RETIREMENT, I THOUGHT, is meant to be years of doing no work, watching Brewers games on TV every game for six months, and unlimited fishing and hunting time throughout the year.

I got news for you. It ain’t working out that way. Sure, I said I was retiring completely three years ago, but it seems being a town chairman, writer of a weekly newspaper column, and doing a little moonlighting here and there takes up more time than one might expect.

And that’s not to mention all the stress and work that comes with having a mean, hard-driven boss at home who unfairly suggests that the lawn be mowed more than twice a summer, that windows be washed at least once every two years and that trash be hauled to the landfill on a somewhat more regular basis than once every six months.

Nonetheless, with all the work that retirement has imposed on me, somehow I have managed to get the lady of the house to allow me at least a little time for fishing, hunting, playing poker with the boys and all other such things that this country’s constitution mandates as being inalienable rights.

More important, being retired allows me and the lady of the house to go camping almost any time we wish.

The two of us found time to spend a very nice three days of camping and being tourists together last week in the Upper Peninsula of Michigan (U.P.). More specifically, we found ourselves setting up camp at Bay Furnace campground on Lake Superior just outside of Munising, Mich.

U.P. Lake Superior country is high on my list of preferred camping places. Whether it be rustic backcountry camping at places like Imp, Emily, Henry or Bobcat lakes or way up at Fort Wilkins State Park at the top of the Keweenaw country or at Tahquamenon Falls way east in the U.P., my wife and I love it up Nort’ with the “yoopers.”
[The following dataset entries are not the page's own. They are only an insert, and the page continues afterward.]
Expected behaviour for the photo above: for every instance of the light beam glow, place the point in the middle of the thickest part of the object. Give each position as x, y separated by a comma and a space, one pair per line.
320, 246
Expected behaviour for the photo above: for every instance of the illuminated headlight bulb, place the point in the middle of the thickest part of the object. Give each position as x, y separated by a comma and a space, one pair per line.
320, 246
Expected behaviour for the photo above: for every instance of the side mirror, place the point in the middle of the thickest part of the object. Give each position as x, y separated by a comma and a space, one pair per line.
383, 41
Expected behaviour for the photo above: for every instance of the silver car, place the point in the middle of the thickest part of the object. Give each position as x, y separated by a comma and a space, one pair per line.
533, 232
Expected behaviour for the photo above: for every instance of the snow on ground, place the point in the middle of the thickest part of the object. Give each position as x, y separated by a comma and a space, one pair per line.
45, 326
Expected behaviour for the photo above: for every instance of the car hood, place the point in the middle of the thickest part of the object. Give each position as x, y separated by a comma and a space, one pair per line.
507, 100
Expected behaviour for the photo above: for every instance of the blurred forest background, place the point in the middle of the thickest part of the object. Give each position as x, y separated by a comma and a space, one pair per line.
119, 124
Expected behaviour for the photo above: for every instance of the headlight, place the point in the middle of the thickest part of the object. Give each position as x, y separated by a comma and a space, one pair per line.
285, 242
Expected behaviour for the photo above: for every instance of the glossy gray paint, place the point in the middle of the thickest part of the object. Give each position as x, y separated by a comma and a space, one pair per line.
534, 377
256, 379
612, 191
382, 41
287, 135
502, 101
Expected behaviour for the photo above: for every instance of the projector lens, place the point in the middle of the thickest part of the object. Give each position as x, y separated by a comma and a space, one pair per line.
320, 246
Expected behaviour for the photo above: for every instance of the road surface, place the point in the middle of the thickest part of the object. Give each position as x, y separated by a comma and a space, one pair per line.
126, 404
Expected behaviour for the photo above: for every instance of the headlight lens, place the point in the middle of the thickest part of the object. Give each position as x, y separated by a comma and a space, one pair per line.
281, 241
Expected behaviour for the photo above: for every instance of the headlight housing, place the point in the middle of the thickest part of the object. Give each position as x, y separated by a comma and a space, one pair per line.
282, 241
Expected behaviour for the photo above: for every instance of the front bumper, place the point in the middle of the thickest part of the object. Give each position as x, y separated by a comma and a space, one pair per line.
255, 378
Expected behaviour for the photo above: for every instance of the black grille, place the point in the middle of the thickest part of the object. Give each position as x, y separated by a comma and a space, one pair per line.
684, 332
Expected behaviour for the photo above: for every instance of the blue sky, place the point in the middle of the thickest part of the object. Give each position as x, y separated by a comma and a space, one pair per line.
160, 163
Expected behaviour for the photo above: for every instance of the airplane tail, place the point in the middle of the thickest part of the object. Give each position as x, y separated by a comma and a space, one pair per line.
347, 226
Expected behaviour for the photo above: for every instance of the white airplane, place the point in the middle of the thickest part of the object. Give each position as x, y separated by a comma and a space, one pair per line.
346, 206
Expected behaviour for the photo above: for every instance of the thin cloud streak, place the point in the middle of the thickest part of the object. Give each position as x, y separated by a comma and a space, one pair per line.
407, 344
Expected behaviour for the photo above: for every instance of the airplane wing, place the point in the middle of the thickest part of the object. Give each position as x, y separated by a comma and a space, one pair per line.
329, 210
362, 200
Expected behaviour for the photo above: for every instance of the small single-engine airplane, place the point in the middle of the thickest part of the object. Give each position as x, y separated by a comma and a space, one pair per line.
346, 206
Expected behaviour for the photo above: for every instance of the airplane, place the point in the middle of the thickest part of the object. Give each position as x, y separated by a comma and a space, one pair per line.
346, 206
This time, being a short trip, we weren’t able to do as much as we would have liked, but one of the things we didn’t miss out on was another cruise on the Pictured Rocks tour. If you have never done the cruise, you have missed out on seeing one of the most beautiful stretches of Lake Superior that can be found.

A two-hour cruise takes you past a wealth of mainly sandstone cliffs which, along the way, have been worn into beautiful and impressive rock and cliff formations for centuries.

Among the most famous formations are Miners Castle, Indian Head, Grand Portal, Battleship Rocks, Flower Vase, Indian Drum, Lovers’ Leap and Chapel Rock. Waterfalls include 70-foot Spray Falls and the roughly 200-foot seasonal Bridal Veil Falls.

My wife and I have walked along the cliffs for short stretches on other trips, and have stood atop Miners Castle, which is about the only rock formation accessible by car. We also have strolled along the shore at Twelvemile Beach, a part of the lakeshore accessible by car.

I have hiked down and back up a long, steep hill to reach an old log slide from days of yore a goodly way up Highway 58 to Grand Marais, Mich., and I also have walked the path and gone down more than 160 steps to the base of grand Sable Falls about a mile outside of Grand Marais.

The Hurricane River Campground, another U.S. Forest Service site, has a great stretch of beach and rustic campsites about 15 miles from Grand Marais.

If you camp at Bay Furnace, as we did, walking a short path to an old iron ore blast furnace is worth your while. Just looking at the remains of the structure takes only a minute or so of your time, but if you are a history major as I was, taking time to read more about it tells the story of just how impressive it is.

Construction began in 1866 and it began producing pig iron in 1868. At its peak, it employed more than 500 people and produced about 20 tons of pig iron a day. Eventually, the iron ore and wood supplies to fire the furnace ran out, and it ceased operation in 1877.

Today, from Munising to Grand Marais, Pictured Rocks stands as a monument to the beauty and sometimes fury of Lake Superior. The cliffs of the lakeshore have changed much over the centuries. In recent years, one portion of Miners Castle collapsed.

My wife and I are among the many who have seen the video taken of a 200-foot section of cliff as it was collapsing a couple of weeks ago.

There was no fishing to be done by me on this trip, only a little hiking, the boat tour, scrambling through Wisconsin Dells-worthy crowds in Munising, relaxing at a somewhat-secluded campsite, and eating thick steaks at night, and much bacon and eggs each morning.

On our tour, the 4- to 5-foot waves banged us around a little, but on a boat that handles up to 250 or so passengers, it wasn’t really rough.

We’re lucky that we have some of the best country in the world to live in right here in north Wisconsin, but we’re even luckier to have someplace like the U.P. so near at hand whenever we want to escape for a little bit.